Come as Widow Twankey now we’re getting near panto season, and they’ll love you even more.
A tale in Kevin Keegan’s autobiography concerns his return to St James’ Park in disguise
There were not many disappointments at the 2018 Ryder Cup but perhaps the biggest was the atmosphere around the first tee.
Having promised so much with its 6,900 capacity grandstand, the vibe was killed by the organisers’ insistence on playing loud music until shortly before the first pairing appeared. It was intended to whip up the crowd, but served instead to silence them. Unable to use their voices for so long, when the music stopped they had little to say. Between matches, they even fell silent.
Why do event managers not understand? Atmosphere builds. Let the crowd sing and shout and they will get louder naturally. Putting Seven Nation Army on repeat is the equivalent of hitting a mute button. They can’t just be switched on with 10 minutes to go.
Instead of pandemonium at the first, Le Golf National felt formulaic.

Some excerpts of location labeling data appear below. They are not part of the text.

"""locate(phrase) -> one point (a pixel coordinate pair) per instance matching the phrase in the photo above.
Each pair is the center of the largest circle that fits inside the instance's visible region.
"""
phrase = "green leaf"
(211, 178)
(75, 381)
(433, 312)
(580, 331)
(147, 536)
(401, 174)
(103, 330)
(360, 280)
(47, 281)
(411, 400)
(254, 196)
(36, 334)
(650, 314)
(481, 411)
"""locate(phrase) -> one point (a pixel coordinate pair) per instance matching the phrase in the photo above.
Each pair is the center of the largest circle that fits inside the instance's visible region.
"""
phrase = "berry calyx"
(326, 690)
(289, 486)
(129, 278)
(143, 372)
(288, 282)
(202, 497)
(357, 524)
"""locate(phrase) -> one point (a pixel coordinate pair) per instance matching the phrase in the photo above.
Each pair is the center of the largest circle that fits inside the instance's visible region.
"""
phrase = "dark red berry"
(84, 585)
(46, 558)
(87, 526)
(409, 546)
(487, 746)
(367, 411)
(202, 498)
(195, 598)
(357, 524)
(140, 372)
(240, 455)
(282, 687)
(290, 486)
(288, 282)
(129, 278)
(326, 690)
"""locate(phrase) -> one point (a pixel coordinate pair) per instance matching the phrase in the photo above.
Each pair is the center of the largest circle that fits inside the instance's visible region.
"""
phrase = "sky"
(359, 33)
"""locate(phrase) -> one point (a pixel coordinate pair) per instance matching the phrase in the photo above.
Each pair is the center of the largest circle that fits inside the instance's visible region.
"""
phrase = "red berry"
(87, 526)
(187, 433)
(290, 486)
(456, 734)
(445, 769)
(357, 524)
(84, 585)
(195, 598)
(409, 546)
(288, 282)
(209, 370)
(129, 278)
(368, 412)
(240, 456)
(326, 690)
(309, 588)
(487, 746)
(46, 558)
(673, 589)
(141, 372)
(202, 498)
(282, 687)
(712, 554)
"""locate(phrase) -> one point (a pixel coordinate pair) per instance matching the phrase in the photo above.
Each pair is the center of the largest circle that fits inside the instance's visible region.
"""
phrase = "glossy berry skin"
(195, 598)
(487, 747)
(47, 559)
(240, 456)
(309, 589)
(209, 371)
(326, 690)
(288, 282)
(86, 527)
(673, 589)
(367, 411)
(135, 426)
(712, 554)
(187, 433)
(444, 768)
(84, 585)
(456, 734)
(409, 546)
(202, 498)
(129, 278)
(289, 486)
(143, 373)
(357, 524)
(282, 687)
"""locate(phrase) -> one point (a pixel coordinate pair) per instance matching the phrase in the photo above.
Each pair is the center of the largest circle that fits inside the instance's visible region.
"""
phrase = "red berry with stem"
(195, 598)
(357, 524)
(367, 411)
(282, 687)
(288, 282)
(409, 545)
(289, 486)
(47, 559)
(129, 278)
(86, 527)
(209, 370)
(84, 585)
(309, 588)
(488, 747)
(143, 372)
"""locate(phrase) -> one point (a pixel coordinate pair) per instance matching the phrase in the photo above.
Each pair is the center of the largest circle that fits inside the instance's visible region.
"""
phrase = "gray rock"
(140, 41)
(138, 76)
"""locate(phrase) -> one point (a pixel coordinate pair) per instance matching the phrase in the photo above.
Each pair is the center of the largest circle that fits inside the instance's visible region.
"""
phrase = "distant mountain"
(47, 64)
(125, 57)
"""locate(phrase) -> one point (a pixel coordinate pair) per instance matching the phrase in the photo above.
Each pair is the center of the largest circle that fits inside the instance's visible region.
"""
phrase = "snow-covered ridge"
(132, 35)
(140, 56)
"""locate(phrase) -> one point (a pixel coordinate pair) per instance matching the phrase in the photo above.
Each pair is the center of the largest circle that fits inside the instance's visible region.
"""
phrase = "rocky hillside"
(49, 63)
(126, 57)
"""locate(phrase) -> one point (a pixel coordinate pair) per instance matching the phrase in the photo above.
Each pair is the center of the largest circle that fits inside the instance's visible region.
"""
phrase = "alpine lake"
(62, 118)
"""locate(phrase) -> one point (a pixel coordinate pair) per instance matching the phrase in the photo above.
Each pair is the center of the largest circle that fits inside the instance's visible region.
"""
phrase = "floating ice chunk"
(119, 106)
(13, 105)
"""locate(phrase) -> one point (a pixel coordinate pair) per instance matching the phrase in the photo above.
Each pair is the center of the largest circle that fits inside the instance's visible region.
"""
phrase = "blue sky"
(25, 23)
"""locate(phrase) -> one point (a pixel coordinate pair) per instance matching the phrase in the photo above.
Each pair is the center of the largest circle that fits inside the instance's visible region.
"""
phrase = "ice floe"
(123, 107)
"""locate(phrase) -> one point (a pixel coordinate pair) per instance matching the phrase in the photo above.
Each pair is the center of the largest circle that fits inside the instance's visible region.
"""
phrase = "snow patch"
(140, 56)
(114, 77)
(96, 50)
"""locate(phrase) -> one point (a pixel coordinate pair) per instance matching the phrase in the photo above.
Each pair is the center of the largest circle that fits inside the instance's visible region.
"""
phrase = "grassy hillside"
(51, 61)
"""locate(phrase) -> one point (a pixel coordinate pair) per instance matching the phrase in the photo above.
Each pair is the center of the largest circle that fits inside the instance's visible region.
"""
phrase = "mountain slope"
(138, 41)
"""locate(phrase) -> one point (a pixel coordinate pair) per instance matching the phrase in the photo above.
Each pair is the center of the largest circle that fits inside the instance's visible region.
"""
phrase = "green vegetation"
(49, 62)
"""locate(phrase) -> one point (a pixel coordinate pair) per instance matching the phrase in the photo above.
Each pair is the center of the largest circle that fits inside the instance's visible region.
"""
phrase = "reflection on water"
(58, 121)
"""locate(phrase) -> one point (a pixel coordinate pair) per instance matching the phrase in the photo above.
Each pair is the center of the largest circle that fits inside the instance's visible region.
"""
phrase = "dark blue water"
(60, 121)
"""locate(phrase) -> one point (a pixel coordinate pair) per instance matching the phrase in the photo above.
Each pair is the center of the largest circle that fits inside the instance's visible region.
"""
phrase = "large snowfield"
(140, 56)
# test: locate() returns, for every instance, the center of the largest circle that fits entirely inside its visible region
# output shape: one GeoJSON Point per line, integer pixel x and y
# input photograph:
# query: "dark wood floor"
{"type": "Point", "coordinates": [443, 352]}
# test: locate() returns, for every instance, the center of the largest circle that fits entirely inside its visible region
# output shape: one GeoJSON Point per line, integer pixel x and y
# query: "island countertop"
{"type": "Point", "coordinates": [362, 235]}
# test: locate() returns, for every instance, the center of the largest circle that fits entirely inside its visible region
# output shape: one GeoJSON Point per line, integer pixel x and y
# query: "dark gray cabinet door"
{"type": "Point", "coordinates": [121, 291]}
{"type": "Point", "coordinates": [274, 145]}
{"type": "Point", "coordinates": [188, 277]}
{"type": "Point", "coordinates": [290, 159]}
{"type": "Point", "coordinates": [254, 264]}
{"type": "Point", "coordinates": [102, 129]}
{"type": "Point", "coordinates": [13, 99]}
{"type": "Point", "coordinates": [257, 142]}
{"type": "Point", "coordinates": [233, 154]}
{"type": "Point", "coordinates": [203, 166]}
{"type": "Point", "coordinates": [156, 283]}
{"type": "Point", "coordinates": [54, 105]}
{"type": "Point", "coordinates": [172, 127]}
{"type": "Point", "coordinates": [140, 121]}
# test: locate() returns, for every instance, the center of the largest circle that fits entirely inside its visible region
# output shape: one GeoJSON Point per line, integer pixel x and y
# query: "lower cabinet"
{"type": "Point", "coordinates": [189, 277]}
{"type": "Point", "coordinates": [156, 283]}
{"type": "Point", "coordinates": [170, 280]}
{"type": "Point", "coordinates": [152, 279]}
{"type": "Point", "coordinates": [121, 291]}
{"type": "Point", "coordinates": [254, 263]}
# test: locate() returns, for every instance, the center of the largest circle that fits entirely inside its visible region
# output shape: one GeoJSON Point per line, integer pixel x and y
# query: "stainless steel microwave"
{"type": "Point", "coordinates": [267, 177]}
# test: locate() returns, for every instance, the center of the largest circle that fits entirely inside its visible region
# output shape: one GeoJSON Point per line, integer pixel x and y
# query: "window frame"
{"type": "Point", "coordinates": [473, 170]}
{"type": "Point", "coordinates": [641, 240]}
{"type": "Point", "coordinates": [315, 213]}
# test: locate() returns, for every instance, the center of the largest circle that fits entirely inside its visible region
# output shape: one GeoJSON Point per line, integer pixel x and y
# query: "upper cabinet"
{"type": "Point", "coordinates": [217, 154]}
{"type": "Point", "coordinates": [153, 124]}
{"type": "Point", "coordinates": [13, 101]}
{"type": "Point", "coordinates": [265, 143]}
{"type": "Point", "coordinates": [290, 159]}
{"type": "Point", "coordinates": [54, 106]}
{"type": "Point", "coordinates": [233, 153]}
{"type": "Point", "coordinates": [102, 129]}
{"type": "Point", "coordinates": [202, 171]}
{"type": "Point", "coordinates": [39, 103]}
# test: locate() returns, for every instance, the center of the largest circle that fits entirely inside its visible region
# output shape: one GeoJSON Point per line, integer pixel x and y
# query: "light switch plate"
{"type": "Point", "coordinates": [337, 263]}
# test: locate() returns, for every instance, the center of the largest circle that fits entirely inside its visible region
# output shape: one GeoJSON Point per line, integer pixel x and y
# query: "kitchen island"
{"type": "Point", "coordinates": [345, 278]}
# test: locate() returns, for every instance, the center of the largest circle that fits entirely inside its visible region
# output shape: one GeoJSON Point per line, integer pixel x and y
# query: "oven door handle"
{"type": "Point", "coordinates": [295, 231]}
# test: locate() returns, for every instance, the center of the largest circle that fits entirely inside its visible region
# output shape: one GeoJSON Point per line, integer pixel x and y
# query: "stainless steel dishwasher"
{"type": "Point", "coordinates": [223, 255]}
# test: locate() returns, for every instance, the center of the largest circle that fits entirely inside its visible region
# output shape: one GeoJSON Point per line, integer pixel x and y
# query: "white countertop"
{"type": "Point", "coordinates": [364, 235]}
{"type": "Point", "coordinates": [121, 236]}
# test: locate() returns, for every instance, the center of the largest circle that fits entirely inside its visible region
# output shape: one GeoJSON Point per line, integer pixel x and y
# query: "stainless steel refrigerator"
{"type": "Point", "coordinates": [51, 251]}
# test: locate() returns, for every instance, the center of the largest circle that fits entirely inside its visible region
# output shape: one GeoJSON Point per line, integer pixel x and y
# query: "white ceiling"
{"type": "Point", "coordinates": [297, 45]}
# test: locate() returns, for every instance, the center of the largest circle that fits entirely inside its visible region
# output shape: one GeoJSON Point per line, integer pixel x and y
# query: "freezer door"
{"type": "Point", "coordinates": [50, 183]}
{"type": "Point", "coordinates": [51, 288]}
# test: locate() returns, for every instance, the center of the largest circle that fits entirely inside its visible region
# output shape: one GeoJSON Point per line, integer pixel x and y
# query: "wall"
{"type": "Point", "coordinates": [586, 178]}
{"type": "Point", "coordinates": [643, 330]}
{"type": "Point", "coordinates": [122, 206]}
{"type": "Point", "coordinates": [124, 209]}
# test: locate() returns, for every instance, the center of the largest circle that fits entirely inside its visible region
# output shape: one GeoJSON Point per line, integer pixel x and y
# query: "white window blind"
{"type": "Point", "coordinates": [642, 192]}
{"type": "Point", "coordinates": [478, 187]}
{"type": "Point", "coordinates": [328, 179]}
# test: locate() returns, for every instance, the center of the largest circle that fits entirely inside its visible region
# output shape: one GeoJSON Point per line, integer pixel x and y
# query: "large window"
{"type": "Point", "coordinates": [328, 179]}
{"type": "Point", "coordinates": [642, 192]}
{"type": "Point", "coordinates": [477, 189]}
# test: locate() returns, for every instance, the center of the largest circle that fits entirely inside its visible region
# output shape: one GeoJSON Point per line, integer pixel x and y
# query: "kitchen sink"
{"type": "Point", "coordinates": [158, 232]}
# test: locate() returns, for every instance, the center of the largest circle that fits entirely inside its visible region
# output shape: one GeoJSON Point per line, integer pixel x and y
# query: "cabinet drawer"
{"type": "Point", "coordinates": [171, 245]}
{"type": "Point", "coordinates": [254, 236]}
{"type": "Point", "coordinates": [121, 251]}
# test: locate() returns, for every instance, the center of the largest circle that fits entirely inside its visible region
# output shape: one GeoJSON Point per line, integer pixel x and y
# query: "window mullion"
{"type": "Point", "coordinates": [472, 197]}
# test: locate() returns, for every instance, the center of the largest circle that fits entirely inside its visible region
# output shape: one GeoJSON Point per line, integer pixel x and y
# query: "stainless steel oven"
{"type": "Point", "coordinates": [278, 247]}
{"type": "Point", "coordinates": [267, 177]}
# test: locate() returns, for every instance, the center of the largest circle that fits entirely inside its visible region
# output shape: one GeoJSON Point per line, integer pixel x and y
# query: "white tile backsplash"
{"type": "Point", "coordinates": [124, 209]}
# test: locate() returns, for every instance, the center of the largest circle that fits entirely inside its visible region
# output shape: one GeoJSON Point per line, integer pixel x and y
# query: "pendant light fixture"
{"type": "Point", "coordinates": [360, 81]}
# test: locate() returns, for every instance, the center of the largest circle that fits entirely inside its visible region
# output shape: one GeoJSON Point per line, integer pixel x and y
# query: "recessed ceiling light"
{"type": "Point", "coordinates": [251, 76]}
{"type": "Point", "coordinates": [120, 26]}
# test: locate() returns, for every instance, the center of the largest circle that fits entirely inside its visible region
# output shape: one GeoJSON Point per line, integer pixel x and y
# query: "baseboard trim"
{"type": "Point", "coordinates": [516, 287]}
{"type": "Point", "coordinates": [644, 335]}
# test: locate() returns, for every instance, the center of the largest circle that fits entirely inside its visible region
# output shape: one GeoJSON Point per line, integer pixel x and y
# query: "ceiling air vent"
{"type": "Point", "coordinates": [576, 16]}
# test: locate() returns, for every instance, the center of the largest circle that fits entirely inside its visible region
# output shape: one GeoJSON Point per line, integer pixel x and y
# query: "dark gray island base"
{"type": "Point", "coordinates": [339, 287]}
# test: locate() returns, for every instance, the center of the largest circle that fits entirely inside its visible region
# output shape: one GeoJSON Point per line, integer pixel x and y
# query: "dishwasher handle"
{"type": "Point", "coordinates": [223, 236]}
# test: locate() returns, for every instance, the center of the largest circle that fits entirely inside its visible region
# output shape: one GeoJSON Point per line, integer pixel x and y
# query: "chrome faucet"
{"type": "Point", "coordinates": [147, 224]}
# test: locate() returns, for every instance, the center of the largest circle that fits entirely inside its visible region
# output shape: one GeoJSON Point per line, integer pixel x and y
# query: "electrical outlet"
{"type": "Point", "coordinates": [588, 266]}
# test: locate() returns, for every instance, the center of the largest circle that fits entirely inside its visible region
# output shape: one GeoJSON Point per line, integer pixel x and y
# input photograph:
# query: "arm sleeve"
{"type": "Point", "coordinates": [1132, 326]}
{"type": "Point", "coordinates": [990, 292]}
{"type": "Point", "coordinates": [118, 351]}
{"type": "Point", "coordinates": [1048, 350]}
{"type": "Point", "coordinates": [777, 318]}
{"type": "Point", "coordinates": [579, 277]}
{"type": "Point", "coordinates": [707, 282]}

Hazeltine, with just 1,668 to view the opening shot, was noisier, tenser and better.
Money does the talking at Barca
Josep Maria Bartomeu, president of Barcelona, has been explaining his club’s famous slogan. ‘Mes que un club does not mean you’re not commercial,’ he says. ‘It means that we’re not only focused on football. We have very special social responsibilities. We are a Catalan club. We represent Catalonia. We show people our language, our culture, our history…’
And what is the first thing noble Barcelona plan to do in service of the region? Drag Girona, one of their Catalan neighbours, half way across the world to play in Florida. This isn’t a Barcelona home game, of course. ‘I will never accept playing a home fixture outside of our Camp Nou,’ says Bartomeu, pompously. But if there’s a few quid in it, he’ll sell Girona out in a fingersnap.
The rest of Catalonia, too, given the opportunity. Bartomeu is another member of Europe’s elite who talks of a continental super league as an idea whose time has come. Proud Catalan history, and 118 years of derby matches against Espanyol can go hang, if there’s more bunce elsewhere for Barca.
‘Right now, some competitions and some matches in the domestic leagues and even the Champions League aren’t interesting for many fans,’ Bartomeu insists.
Club president Josep Maria Bartomeu has watched Barcelona continue to grow in size
‘Look at the Champions League. When we’re in the knockout stage, from the round of 16 onwards, that is when you directly have the best teams in Europe. It’s incredible how many people watch those games. So why not have a new format of the Champions League which could also be a super league within Europe?’ In other words, why not shut out all but the elite? No way in for Espanyol, Girona, all those lovely Catalans, successful or not. No way in for the clubs of small nations, the regions, the independent enclaves.
Bartomeu pontificates about culture one moment, then advocates the most rampant, empty, commercialism the next. People are losing interest in the Champions League? Maybe it’s because UEFA have allowed Barcelona, and their ilk, to grow to such a size that Bartomeu’s club has reached the quarter-finals minimum for 11 straight seasons. Maybe that is why fans are rejecting the group stages. They’re bored. They know what is going to happen. The protectionism of Barcelona, and others like them, has made it largely a procession to the later knockout stages.
The Champions League has so many second chances for failure, so many advantages for an already privileged elite that it is tantamount to a super league anyway.
Despite this, Barcelona want more. Maybe they are terrified that, when Lionel Messi finally retires, their status might be harder to maintain. They are certainly envious of the wealth the Premier League generates, and will sign up for anything that pushes against that. If it means selling Catalan history, culture and their grandmothers down the river, who cares?
So, yes, Barcelona are most certainly more than a club: they’re the biggest bunch of hypocrites on the planet.